As modern medium becomes a) cheap, b) ubiquitous, and c) durable, there's no
reason to "edit" ourselves. Maybe that's a good thing: it would give future
anthropologists a treasure trove of information. But again, my concern is that
we'll end up with so much _quantity_ that the _quality_
data/recordings/thinking get subsumed, and future humans think we worship
cats. (All those photos! And captions! And videos! I for one bow to our feline
overlords.)

------
dflock
The only reason we have anything from 1000yrs ago is because people
deliberately conserved it - copying, translating and actively passing things
down the generations - for example:

Media:

Oral history/stories -> early written versions on tablets/papyrus ->
vellum/scrolls/hand copied books -> printed books -> digital.

Language:

Aramaic/Ancient Greek -> Latin/Greek -> Modern English

If the original source media is very long-lived, you can skip some steps, but
you still need to actively conserve and translate things - not just between
old human languages, but from old media to new.

This process is obviously very lossy - we have only a tiny fraction of the
literature from 1000 yrs ago - we have only the intersection of the stuff that
people cared enough about to transcribe many times over and the transcribed
pieces that physically survived the ravages of time and history.

Expecting things to just survive over the long term without anyone doing this
- without anyone caring enough to do this - is probably both idealistic and
unrealistic.

------
palmer_eldritch
No, I don't think I'll be able to read anything in 1000 years, not given my
life expectancy.

More seriously, on one hand, we have pretty good redundancy, since it's so
easy to copy things.

On the other hand, the durability of the mediums we use to store information
is probably not as good as writing stuff in stone or even on paper since in
the worst case scenario, depending on the format used, minor corruption can
make the data completely worthless.

Add to that the fact that future archaeologists will have to reverse-engineer
the whole stack from hardware to software if they want to have a chance to
make something of the (probably corrupt) data they have on hand. It probably
puts the bar even higher than understanding Egyptian hieroglyphs.

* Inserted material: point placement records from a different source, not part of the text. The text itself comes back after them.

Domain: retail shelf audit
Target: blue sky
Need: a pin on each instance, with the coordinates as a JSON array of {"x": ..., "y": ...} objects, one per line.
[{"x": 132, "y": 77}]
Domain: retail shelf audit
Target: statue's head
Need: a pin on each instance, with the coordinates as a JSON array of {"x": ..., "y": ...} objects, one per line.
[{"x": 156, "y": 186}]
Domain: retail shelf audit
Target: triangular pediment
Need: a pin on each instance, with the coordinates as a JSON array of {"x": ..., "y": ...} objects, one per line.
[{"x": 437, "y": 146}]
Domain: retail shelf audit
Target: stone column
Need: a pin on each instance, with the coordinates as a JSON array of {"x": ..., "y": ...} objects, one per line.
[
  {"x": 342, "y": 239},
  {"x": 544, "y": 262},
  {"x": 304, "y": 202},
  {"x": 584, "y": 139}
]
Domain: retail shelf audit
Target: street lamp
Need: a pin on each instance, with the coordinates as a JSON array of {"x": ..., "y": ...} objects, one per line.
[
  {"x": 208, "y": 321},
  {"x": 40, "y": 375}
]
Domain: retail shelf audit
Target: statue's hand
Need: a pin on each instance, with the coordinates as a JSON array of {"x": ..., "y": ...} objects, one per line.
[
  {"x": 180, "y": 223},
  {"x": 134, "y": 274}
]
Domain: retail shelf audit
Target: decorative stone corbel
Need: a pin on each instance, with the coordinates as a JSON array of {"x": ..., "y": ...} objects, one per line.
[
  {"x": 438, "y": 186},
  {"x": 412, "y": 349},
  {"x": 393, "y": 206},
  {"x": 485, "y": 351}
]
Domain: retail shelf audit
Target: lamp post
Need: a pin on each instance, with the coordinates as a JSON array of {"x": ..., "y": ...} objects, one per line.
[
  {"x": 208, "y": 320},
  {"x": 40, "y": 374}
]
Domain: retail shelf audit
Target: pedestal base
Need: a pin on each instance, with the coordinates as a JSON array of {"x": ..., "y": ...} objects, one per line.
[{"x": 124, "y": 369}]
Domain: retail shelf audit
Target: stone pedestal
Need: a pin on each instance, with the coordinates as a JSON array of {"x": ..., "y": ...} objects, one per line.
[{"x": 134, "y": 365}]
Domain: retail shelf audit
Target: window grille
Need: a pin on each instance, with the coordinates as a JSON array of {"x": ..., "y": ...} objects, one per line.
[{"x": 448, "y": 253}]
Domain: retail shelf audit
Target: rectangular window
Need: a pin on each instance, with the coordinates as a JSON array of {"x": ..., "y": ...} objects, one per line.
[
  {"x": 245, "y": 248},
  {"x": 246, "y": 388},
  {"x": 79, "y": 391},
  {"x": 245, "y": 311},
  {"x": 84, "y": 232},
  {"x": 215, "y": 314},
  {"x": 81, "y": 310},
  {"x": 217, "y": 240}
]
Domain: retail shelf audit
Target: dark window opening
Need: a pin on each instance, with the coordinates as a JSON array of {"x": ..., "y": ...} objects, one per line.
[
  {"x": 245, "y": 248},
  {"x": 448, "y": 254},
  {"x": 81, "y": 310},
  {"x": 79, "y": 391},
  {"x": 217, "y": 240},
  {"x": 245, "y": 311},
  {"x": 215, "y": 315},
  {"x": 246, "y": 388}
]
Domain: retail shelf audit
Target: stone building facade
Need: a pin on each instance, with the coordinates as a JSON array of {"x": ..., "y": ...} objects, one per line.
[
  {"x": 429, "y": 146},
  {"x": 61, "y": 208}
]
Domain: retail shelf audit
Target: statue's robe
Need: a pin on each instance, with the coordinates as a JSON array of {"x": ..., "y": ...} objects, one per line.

Oh, and also add to that the signal vs. noise ratio of the data we produce
today and the amount of data we produce. It would probably be interesting to
see what picture future historians paint of our times with what they have on
hand.

------
castratikron
People have been talking about this problem for decades. The only information
from this era likely to survive is what's stored in plain text or other easy
to interpret format. Do you really think people 500 years from now will be
able to watch the Blu-ray of Paul Blart Mall Cop 2? It's more likely that
they'll be able to create a C compiler and build some of the free software of
today.

------
davidgerard
One of the explicit goals of the Document Foundation is to be able to answer
this question "yes". LibreOffice already does better on ancient Word documents
than Word 2013, and the Document Liberation Project is _all about_ the old
formats.

------
blacksmith_tb
Hmm, taken literally, this is a perfect example of Betteridge's Law, as I
won't be around in 1,000 years to read anything. Rather than just the usual
discussion of bit rot, I personally would wonder if humans will still exist in
1,000 years, and if we do, if we will still read.